The last element in the bullet list above, deconstruction (or deconstructionism), began as a literary analysis practice popularized by Jacques Derrida in the 1960s and 70s. It is based on the idea that meaning is always uncertain, is non-objective, and that it is not the task of the literary critic to illuminate meaning in a given text – each individual can determine what something means for himself. In other words, meaning and value are subjective and relative. It exemplifies the cliche, “beauty is in the eye of the beholder”. This is tame enough, and even justified and empowering, when not taken to extremes. But with Derrida, all external meaning becomes irrelevant, if not altogether non-existent. Derrida began with the established concepts of “the signified” and “the signifier”. An idea (the signified) is represented by a sign or word (signifier), and the signifier can never be the same as the signified. Derrida extended this, introducing an infinite series of signifiers referring to other signifiers, none ever settling on a firm "signified" entity. Because deconstructionism questions order and certainty in language and what language attempts to represent, its opponents view it as an intellectually obscure, negative cultural and philosophical critique – it tears down, but does not build anything to replace what it destroys. Initially considered elitist, nihilistic, and subversive to humanistic ideals, deconstructionism has been much debated in academic circles. It has gained more widespread acceptance, although it still remains, to an extent, a radical and controversial way of analyzing texts. Its critics deride it as being intentionally abstruse and recondite, full of obfuscation, and riddled with pretentious blather.
In one famous incident (the "Sokal affair") a physicist intentionally submitted a confusing and garbled scientific article to a Deconstructionist periodical and had it published. The author, Sokal, revealed that his fake article was "a pastiche of left-wing cant, fawning references, grandiose quotations, and outright nonsense", which was "structured around the silliest quotations [he] could find about mathematics and physics" made by postmodernist academics. This event demonstrated that practically any kind of politically / socially “correct” balderdash is acceptable to the Postmodern elite, independent of its intellectual quality.

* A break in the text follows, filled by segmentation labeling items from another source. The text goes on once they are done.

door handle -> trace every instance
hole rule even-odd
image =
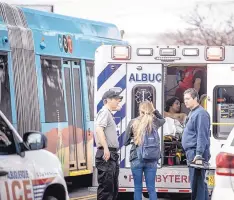
[[[6,176],[8,174],[7,171],[0,170],[0,176]]]

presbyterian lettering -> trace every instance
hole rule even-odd
[[[129,182],[133,181],[133,176],[129,175],[128,178]],[[143,177],[143,182],[145,182],[145,177]],[[189,177],[186,175],[174,175],[174,174],[170,174],[170,175],[157,175],[155,177],[155,182],[160,183],[189,183]]]
[[[131,73],[129,77],[129,82],[161,82],[162,74],[150,74],[150,73],[142,73],[142,74],[134,74]]]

Many literary critics detest practice of deconstruction, believing that deconstructing a text robs it of meaning and ultimately destroys the value of anything it touches. To those who defend its use, the answer to this criticism might be: “How does one define value? What is meaning?” So, the rebuttal is to challenge the very question itself, and attempt to demonstrate that the question is meaningless. Instead of answering the criticism, the criticism itself is shown to be flawed. But the critics persist. They convincingly claim that deconstructionism is nihilistic, that authors like Derrida attempt to undermine the ethical and intellectual norms vital to the classical conceptions of knowledge and wisdom. They accuse Derrida and his kind of denying the possibility of actual knowledge and meaning, creating a blend of extreme skepticism and solipsism, which these critics believe harmful. Under Derrida, Postmodernism took a decidedly destructive and non-productive turn.
A major criticism leveled at deconstructionism is that its proponents seldom attack their own work in the same way; why not deconstruct deconstructionism, itself, for instance? Heaven forbid! There are also obvious limitations to which texts can be deconstructed: although some think it can apply to anything, it is hard to see how it can address mathematical or (some) scientific papers without the knowledge of these areas that most deconstructionists lack or without tackling the philosophical problems associated with them first.